Dáil debates

Wednesday, 2 March 2022

Situation in Israel and the Occupied Palestinian Territory, including the recent Amnesty International Report: Statements

 

7:42 pm

Photo of Johnny MythenJohnny Mythen (Wexford, Sinn Fein) | Oireachtas source

The report by Amnesty International is a scathing indictment of the policies of the state of Israel towards the Palestinian people. It is not an easy read. It sets out a catalogue of oppression, state discrimination and the widespread denial of basic human rights. It contains graphic detail on what it is like to live under apartheid, which is a series of criminal policies carefully designed to break the spirit and resolve of people in order to steal their land. Make no mistake about it. This is about land.

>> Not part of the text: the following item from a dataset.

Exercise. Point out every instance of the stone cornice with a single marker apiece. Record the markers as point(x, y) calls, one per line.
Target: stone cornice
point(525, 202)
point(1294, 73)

To complete this programme of theft, the Israeli authorities must remove the very idea of Palestine. The reality of the Israeli vision for the Palestinian people is played out nightly. Doors are kicked down by violent thugs in uniform. Children scream as parents and siblings are torn from their beds. This would be bad enough if it was mindless violence but it is much more than that. It is a concentrated campaign of coercion, ruthlessly administered by Israeli security forces in the name of their government with the objective of terrorising people from their homes and land. When Palestinians cannot be terrorised from their homes, the Israelis use huge diggers to raze their homes to the ground, leaving whole families homeless. On the site where Palestinian homes once stood, they erect illegal settlements in their place in blatant breach of international law.

Apartheid is a cruel and inhumane system and a gross abuse of human rights. It is the splitting up of families and segregation of Palestinian communities. It is being forced to use a different road. Like the apartheid system of South Africa, Palestinians are being forced into Bantustans, that is, fragmented segments of inferior land where a person requires the permission of his or her oppressor through the issuing of permits before he or she is allowed to travel, even to visit families.

The Israeli authorities recently undertook to designate six Palestinian NGOs as terrorist organisations, for which they offered not a sliver of reliable evidence. Two of these NGOs are funded by the Irish taxpayer. This was a blatant attempt to suppress the role of those organisations in bringing to the attention of the whole world the searing oppression visited upon innocent Palestinians. The failure of the Government to attempt to counter the chilling effect of this move has been disappointing. Last week, I was disappointed that this institution - the seat of the Irish Government - allowed room for an apologist for the inhumane policies of the Israeli Government a platform in the audiovisual room of the Dáil complex. She spoke nothing but Israeli propaganda.

The Irish Government has a seat on the UN Security Council. Ireland must use this seat to engage with the Israeli Government to stop the persecution of the Palestinian people and the annexation of their homelands. Last year, the reality of the Israeli de facto annexation of Palestinian territories was recognised through the motion passed by the Dáil.

The people of Ireland can and always will identify with oppressed people across the world. Just as we must help the Ukrainian people as best we can, we must also stand against apartheid in all its shapes and forms. We must support the Palestinians and their rightful place among the nations. There can be no two-state solution if a Palestinian state is no longer viable.